Come Together: Surviving Sandy

Rita Ackermann

Picnic

by Anthony Hawley

From the built-up masses of paint and sand to the oil seeping into the linen, erasure makes the body spongy and absorbent in Rita Ackermann’s Picnic (2012). One has the sense that with Ackermann the figure is always both itself and becoming something else—multiple painting methods, events, and even zones make their way into a single body. It seems less about a figure being in a particular moment and more about the body as a site through which different forces flow; even a site through which different times flow. Part of this comes from many layers of distress. Patched on, stitched up, sprayed over, stained, smeared, covered, the painting never quite recovers from the disaster.

Rita Ackermann, "Picnic," 2010.

Rita Ackermann, “Picnic,” 2010. Acrylic, sand, spray paint, latex, oil, tempera, printed vinyl, modeling paste, glass on linen, 72 x 101″. Courtesy of the artist and Hauser and Wirth. Photo by Brian Buckley.

In Picnic, the figures in the scene seem surprisingly at home in the violent application of paint and matter, not to mention the suggestive, disquieting narrative of the scene. In the left half of the canvas, a deviant looking nymphet sits perched with her legs spread while in the lower right another less sinister girl bends over awkwardly staring out at viewers.
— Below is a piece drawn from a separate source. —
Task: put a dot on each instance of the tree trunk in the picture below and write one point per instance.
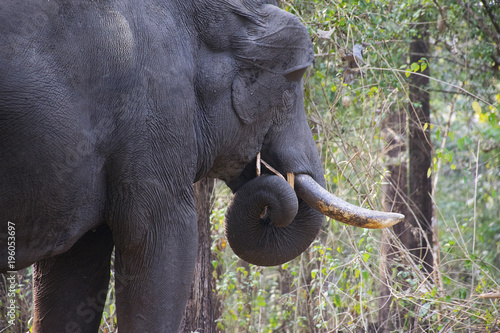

Between them an ominous, more ghostly figure hovers, smiling insidiously. A mishmash of quick spray paint, splattered oil, sand, a long piece of cut canvas and a few cigarette butts among other objects cover much of the area where these figures meet. Bright oranges, pinks, and purples mix with large amounts of unprimed linen pocked with oil and clumps of sand. A fourth figure’s face, more animal than human, creeps in about halfway down the first girl’s upper body and may or may not be part of what looks like the outline of a dog or cat’s body to the left of the girl. The second girl’s blank stare directed out at the viewer coupled with her relative distance from the other girl leave it uncertain as to whether she’s inching toward or away from the other nymphet, lending the whole scene an oddly emotionless air; like this is something to which she’s all too accustomed.

In The Wisdom of Art, Roland Barthes writes about Cy Twombly’s paintings in relationship to the idea of “event.” For Barthes, Twombly’s paintings perform several types of events all at once. In Greek these are pragma, tyché, telos, apodeston, and drama; in English, fact, accident, outcome, surprise, action. For Barthes, the refusal to settle into one type of event, the constant shifting between them in a single work, keeps the piece convulsing. Barthes talks about “it [being] easier to breathe,” about an “aerated space” here.

Building off of this, one might say that Ackermann’s Picnic makes it easier to breathe in a state where we are almost always out of breath. Or it teaches us how to breathe in an accelerated state as we are shuffled between increased surveillance, Google Earth, and violence for and against a capitalist dogma. A figure appears as a fact, but perhaps more importantly, the before and after the fact as well. The body is always now, then, before, and after. It is a porous place allowing in foreign agents. This is painting accustomed to disaster, post-traumatic, post-operative, painting for an age in a state of exception, an age hurled from one extreme state to the next.